Si potrebbe cambiare la legge.
«Sto cambiando regole: le telematiche dovranno assumere professori a tempo indeterminato, avere dei dottorati e dimostrare di far ricerca. Ma anche le università tradizionali dovranno investire sulla parte online: allenterò il vincolo della didattica a distanza per gli atenei che oggi è del 20 per cento».
Far didattica in presenza è più costoso, i rettori si sono lamentati dei fondi previsti nella prossima legge di bilancio.
«Hanno ragione a dire che i criteri di finanziamento, il Ffo, vanno rivisti e che il meccanismo più studenti-più soldi può provocare delle distorsioni. Però un sistema universitario pubblico ma autonomo deve essere anche responsabile di spendere bene i soldi dei cittadini: autonomia non vuol dire che quando sono finiti i fondi si bussa alla porta dello Stato. Purtroppo in passato sono stati aperti, anche per colpe politiche, atenei che sono doppioni, senza un bacino di utenza sufficiente. Questo crea una concorrenza al ribasso per accaparrarsi gli studenti».
E cosa si potrebbe fare?
«Io vorrei favorire gli accorpamenti e la governance unica».
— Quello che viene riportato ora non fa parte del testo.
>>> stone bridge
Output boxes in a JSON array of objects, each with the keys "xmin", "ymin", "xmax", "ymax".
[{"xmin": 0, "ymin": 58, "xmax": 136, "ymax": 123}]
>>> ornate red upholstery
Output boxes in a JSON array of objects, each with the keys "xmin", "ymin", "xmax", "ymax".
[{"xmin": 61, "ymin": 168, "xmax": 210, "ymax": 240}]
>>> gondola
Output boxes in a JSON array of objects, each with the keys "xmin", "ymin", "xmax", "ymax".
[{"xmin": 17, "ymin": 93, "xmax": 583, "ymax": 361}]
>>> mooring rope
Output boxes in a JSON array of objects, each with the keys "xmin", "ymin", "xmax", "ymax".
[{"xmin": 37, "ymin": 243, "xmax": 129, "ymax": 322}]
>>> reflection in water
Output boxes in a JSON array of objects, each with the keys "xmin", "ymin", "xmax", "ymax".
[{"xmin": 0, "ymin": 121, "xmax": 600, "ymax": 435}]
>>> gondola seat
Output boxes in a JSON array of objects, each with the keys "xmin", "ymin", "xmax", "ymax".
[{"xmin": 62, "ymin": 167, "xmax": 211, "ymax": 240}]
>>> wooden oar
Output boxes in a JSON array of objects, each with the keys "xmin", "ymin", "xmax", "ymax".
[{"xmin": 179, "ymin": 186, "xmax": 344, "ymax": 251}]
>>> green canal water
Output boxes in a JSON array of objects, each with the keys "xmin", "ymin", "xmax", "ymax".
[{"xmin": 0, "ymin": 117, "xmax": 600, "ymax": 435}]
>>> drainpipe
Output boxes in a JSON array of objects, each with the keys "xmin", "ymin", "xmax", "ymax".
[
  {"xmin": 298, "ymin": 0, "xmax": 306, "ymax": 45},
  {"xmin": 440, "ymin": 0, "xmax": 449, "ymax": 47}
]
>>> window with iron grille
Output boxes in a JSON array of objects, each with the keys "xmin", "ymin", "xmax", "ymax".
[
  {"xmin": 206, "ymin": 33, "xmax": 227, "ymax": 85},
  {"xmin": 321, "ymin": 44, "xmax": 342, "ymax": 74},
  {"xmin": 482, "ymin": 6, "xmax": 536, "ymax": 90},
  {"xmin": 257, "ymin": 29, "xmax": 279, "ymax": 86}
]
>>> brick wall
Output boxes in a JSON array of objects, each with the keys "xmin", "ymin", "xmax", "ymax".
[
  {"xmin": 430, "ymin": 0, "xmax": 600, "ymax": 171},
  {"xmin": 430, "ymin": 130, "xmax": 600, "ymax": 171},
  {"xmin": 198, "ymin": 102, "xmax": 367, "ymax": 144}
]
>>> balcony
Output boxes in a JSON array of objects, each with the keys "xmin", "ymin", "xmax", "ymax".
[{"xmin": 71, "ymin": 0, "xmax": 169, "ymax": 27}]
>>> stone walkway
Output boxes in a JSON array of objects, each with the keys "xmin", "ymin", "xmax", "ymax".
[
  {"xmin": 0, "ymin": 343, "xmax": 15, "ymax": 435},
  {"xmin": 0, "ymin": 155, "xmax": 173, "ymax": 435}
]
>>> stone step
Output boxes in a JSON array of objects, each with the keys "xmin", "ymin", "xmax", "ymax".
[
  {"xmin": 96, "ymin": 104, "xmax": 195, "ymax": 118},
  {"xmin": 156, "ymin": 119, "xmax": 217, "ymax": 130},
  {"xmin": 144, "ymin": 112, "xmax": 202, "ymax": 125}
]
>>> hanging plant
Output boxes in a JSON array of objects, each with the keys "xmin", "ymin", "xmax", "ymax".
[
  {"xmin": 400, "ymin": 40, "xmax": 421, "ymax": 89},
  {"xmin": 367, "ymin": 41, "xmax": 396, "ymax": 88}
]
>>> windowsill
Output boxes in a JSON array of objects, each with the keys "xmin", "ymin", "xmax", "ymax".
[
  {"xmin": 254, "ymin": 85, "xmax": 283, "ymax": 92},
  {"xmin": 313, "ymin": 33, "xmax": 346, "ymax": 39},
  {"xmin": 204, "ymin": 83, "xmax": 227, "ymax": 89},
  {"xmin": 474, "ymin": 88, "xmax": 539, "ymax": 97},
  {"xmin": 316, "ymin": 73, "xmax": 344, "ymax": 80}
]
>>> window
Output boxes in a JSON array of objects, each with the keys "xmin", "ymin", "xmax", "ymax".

Un rettore solo per due atenei?
«Bisogna dare agli studenti offerte formative all’altezza: replicare gli stessi corsi in uno spazio geografico limitato provoca danni».
Aumenterà la spesa per l’Università, che è una delle più basse dell’Europa?
«Rispetto al 2019 c’è un miliardo in più, senza contare i fondi del Pnrr».
Che però non riguardano la spesa corrente.
«E’ sbagliato fissarsi sulla spesa corrente e non sugli investimenti. Il messaggio del Pnrr è proprio questo: per far tornare i ricercatori non basta tagliare le tasse, serve offrire loro occasioni importanti di lavoro, circondarli di comunità scientifica. E poi dobbiamo passare dalla ricerca di base a quella applicata, come abbiamo fatto con il bando del telescopio per le onde gravitazionali proponendo una miniera dismessa della Barbagia: se vinceremo lì sorgerà la città europea della scienza».